Già allora, a buona ragione, mi affascinò la profondità e l’ampiezza, l’aspetto sapienziale del suo sapere, che rendeva il linguaggio culturale ogni volta vivo e generativo nell’impatto diretto dell’ascolto. Ad esempio, la musica è rimasta per me piuttosto un fatto di comunione corale che di fruizione individuale.


Abbiamo letto che per quarant’anni vi siete persi di vista. Che cosa seguì a quella prima breve esperienza in Gioventù Studentesca?
Trascorsi vari anni di lontananza negli impegni familiari e professionali. Finché un giorno, mentre leggevo su un quotidiano qualche notizia relativa all’opera di don Giussani, ebbi una percezione lucida e netta: non è finita, noi ci ritroveremo! E fui subito quieta e lieta di questa assoluta certezza - anche dopo avere ascoltato una sua conferenza al teatro San Babila di Milano, nell’inverno del ’92 (don Giussani aveva tenuto un’affollatissima conferenza su “Fede e moralità”, organizzata dal Centro culturale San Carlo, ora CMC; ndr), senza tuttavia riuscire a raggiungerlo.


Poi a metà degli anni Novanta vi siete ritrovati.

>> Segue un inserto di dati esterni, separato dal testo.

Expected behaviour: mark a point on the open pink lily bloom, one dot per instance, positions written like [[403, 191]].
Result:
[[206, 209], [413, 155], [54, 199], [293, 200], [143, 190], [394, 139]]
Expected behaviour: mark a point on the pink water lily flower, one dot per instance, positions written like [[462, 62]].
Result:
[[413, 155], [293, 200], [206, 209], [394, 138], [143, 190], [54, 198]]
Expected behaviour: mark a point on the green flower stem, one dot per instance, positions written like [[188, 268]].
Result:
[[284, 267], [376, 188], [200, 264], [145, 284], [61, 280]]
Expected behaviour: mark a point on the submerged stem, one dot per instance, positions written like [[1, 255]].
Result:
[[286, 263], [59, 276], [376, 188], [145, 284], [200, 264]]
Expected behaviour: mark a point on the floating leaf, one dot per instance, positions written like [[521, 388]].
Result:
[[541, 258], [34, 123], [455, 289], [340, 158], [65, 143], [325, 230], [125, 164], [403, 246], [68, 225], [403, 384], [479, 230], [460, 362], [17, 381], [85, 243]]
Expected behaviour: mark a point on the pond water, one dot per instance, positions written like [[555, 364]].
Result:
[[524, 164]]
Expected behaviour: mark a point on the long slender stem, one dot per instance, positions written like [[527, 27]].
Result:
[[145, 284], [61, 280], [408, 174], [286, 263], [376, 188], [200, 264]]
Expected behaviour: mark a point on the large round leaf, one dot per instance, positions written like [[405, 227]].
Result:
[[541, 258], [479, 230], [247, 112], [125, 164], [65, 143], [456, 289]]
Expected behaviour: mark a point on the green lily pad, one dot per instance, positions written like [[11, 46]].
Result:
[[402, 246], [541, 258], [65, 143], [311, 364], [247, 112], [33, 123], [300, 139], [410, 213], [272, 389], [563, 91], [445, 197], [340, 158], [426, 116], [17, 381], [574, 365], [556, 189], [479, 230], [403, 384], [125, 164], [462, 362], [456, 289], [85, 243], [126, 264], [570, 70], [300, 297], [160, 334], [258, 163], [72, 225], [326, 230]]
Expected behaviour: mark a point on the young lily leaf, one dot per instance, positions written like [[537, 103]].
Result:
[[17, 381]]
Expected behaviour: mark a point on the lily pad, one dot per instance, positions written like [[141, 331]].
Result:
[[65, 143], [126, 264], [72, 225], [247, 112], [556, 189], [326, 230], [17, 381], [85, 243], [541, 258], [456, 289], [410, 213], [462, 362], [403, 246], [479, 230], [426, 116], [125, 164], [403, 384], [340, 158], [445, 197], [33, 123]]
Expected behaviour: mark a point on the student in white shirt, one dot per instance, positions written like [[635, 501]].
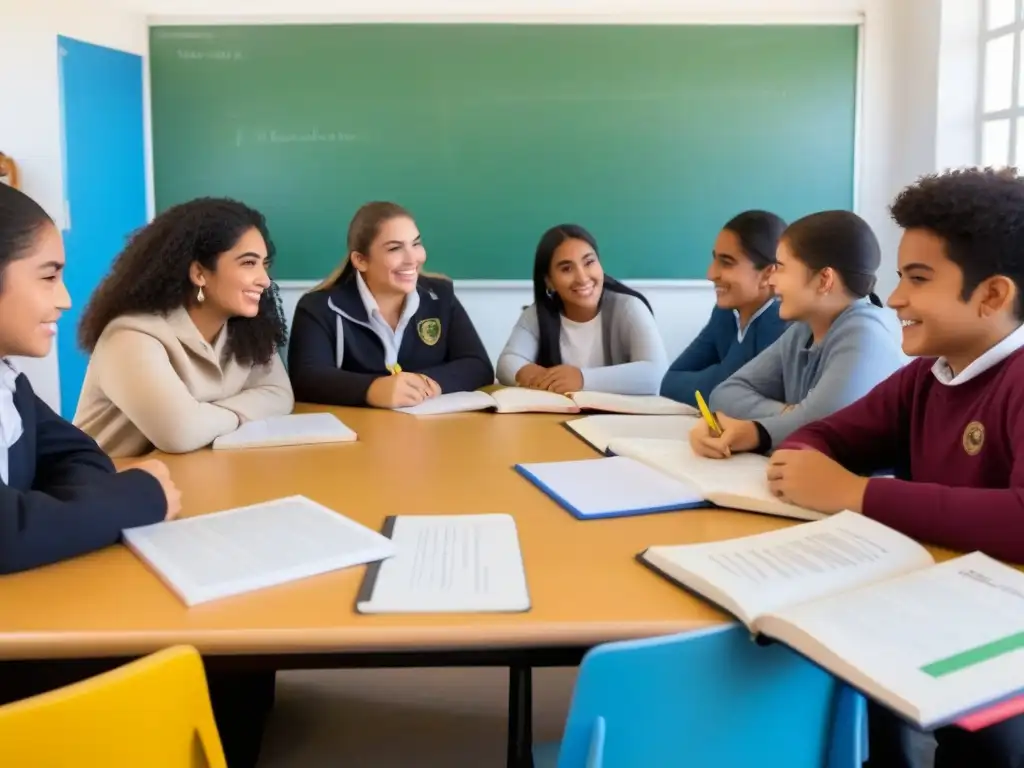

Prova a sintetizzare con una frase la storia di quel rapporto. Che cosa conservi di don Giussani?
La consapevolezza di un legame, fondato nell’adolescenza, che si sarebbe compiuto nella maturità degli anni e delle prove, ridonandomi il volto di Gesù, un’amicizia e le fede nel “Dio fedele”. In ogni circostanza non avevo dimenticato di confidare in Lui, per arrivare a capire che è Lui a disporre di ogni circostanza.